Article initialement paru dans le journal papier numéro 42 du Poing, sur le thème “LGBT, services publics, vote RN : les campagnes montent au front”, publié en septembre 2024 et toujours disponible sur notre boutique en ligne

Derrière l’appellation générique « Voisins Vigilants » cohabitent deux dispositifs. Le premier dispositif est étatique. Sous la supervision de la gendarmerie et de la mairie, des référents vigilants recrutent leurs voisins et surveillent leur quartier en lien avec les autorités locales. Le second dispositif est privé : la plateforme « Voisins vigilants », gérée par l’entrepreneur de la tech Thierry Chicha, met à disposition des outils sociaux pour que les communautés de voisins géolocalisées puissent surveiller et alerter en temps réel le voisinage. Dans ce cas, il n’y a pas de supervision des autorités, les communautés sont « autogérées ». La plateforme revendique des centaines de milliers d’usagers et des milliers de communes comptent un protocole de participation citoyenne. Dans les petites villes périurbaines, ces panneaux sont omniprésents et frappent l’œil.
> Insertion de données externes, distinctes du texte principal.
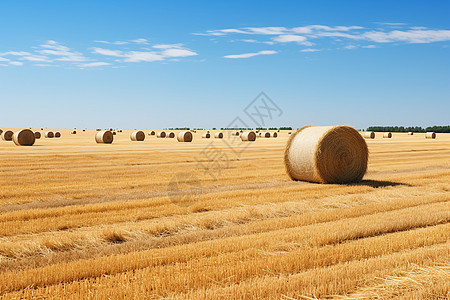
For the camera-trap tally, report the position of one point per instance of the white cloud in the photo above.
(247, 55)
(309, 50)
(178, 53)
(95, 64)
(16, 63)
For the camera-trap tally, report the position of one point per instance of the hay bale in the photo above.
(326, 154)
(7, 135)
(24, 137)
(184, 136)
(430, 135)
(137, 136)
(104, 137)
(248, 136)
(369, 135)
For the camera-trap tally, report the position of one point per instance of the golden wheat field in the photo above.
(220, 219)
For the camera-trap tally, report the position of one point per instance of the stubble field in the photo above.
(220, 219)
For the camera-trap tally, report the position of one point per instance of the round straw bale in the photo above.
(24, 137)
(104, 137)
(7, 135)
(326, 154)
(430, 135)
(137, 136)
(248, 136)
(369, 134)
(184, 136)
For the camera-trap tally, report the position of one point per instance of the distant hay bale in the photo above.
(104, 137)
(369, 135)
(430, 135)
(7, 135)
(138, 136)
(24, 137)
(248, 136)
(326, 154)
(184, 136)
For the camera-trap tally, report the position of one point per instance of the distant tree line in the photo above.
(438, 129)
Recréer du lien… par la surveillance

En réalité, la plupart des voisins vigilants ne sont pas des groupes para-policiers, ni de dangereuses milices. Pour la plupart des groupes, les voisins vigilants se limitent à la durveillance de leur quartier : ils vont s’alerter mutuellement lorsqu’une personne “suspecte” extérieure au quartier circule afin de mettre en place une surveillance latérale collective, et dans certains cas, appeler la police ou la gendarmerie qui se déplace plus facilement lorsque ce sont les voisins vigilants qui appelle qu’un citoyen lambda.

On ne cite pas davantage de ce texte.